Understanding the Spine

BEFORE WE CAN talk about spinal disorders and potential surgeries to treat these disorders, it will be helpful to take a quick look at the spine. If you are already familiar with the structure and function of the spine, feel free to skip ahead to the next section.

These intervertebral discs are wonderful structures that allow the spine to move in wonderful ways. These discs also help protect the vertebrae from each other, keeping them from wearing against each other. And because of the stresses and motion that these discs must endure for a lifetime, they often get injured as well. The human spine gives strength and form to our bodies and is responsible for our ability to stand and walk with an upright posture. It is divided into three sections: cervical, thoracic and lumbar. The spine consists of 24 vertebrae that are connected to one another by intervertebral discs (we will just call them “discs” from this point), facet joints (joints formed from protrusions on the vertebrae) and the various ligaments; together they form a strong but flexible structure. The cervical and lumbar spine are exceptionally mobile. The thoracic spine in conjunction with the ribs forms an almost completely rigid “cage” to ensure the function of the lungs, heart and other organs. In addition to providing strength and structure to the core of the human body, the spine also protects the spinal cord, which runs through the spinal column.

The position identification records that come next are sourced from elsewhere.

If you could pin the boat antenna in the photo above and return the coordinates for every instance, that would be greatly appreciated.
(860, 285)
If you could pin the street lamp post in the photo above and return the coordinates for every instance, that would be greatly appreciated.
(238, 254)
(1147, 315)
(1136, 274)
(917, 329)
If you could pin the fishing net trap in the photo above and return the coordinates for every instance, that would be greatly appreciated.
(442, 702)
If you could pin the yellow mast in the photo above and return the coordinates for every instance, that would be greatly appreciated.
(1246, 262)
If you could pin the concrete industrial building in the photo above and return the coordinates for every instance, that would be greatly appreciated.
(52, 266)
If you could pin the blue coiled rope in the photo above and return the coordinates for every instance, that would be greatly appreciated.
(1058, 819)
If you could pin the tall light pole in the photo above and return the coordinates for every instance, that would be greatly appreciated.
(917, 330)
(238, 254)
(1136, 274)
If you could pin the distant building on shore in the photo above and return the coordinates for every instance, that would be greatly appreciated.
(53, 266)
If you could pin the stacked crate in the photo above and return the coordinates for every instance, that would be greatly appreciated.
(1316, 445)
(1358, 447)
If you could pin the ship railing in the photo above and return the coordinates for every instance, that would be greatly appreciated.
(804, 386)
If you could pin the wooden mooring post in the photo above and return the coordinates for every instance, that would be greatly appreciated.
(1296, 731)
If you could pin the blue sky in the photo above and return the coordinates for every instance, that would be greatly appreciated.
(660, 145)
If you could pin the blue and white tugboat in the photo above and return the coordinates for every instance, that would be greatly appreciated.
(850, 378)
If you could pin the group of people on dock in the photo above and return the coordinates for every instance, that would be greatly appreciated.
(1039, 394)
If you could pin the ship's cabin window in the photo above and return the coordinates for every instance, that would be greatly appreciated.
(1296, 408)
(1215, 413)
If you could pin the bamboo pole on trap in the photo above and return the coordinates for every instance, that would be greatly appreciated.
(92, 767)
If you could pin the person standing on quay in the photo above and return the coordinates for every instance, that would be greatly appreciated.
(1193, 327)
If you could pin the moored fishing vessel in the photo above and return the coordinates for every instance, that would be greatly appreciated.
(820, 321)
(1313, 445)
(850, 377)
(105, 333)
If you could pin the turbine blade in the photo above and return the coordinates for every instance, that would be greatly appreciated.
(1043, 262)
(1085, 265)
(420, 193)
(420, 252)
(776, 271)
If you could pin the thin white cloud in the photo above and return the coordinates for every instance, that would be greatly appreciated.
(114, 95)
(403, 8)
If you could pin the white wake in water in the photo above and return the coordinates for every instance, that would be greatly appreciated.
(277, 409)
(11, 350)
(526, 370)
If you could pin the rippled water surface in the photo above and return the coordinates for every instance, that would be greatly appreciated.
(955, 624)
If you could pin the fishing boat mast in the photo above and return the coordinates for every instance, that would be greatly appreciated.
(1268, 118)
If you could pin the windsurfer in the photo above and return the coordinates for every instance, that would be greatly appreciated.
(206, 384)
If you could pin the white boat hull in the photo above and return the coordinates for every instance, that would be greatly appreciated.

The spine and its components form the major “axis organ” of the body, and all other organs depend on the spine in one way or another. Likewise, the spine can only perform its function with an intact muscular system.


To understand the disc, you need to first understand the vertebrae. The vertebrae are the bones in your spine. They are what gives strength and structure to your body. Each of the 24 vertebrae in a spine are unique. Though no two are quite the same, they do share common structures and function.

The vertebrae in the thoracic spine allow very limited mobility. Instead, with the ribs, they provide a mostly rigid upper core that supports and protects your lungs, heart, and other critical organs. Because of this relatively rigid structure, the thoracic vertebrae tend to bear stresses together, with very limited force borne by an individual vertebra. As such, we see far fewer thoracic spine injuries and degeneration than we do in other areas of the spine.

The cervical and lumbar spine are another story. The vertebrae in a healthy cervical spine and lumbar spine allow significant motion. Barring injury, their form allows you to bend down and touch your toes, and to bend your neck to put your chin on your chest. As you may have experienced if you have back problems yourself, any compromise in motion in these areas can result in serious limitations and pain. The high level of mobility in the lumbar and cervical spine comes at a cost; these areas are far more prone to injury and degeneration than the thoracic spine. The relative freedom of movement means a single lumbar or cervical vertebra can be subjected to much greater stress than a thoracic vertebra. The additional movement also causes these areas of the spine to wear out at an earlier age as a result of degenerative processes. For this reason, lumbar and cervical spine injuries are very common. Unfortunately, because the spinal column also surrounds and protects the spinal cord from injury, changes to the segments of the spine can also impact the spinal nerves structures and cause excruciating pain and other symptoms.


In between the vertebrae are soft, flexible discs that serve to separate the vertebrae and allow them to move in relation to each other. These are called intervertebral discs for the simple reason that they sit between the vertebrae. For simplicity, they are often referred to merely as discs.

The exterior of each disc is composed of a fibrous material called the annulus fibrosis. This surrounds and protects the soft fluid-filled center, the nucleus pulposus. While the names of these structures are not important, their function is very important. You see, this combination of a soft center and a strong but flexible exterior allows the spine to move in six distinct ways.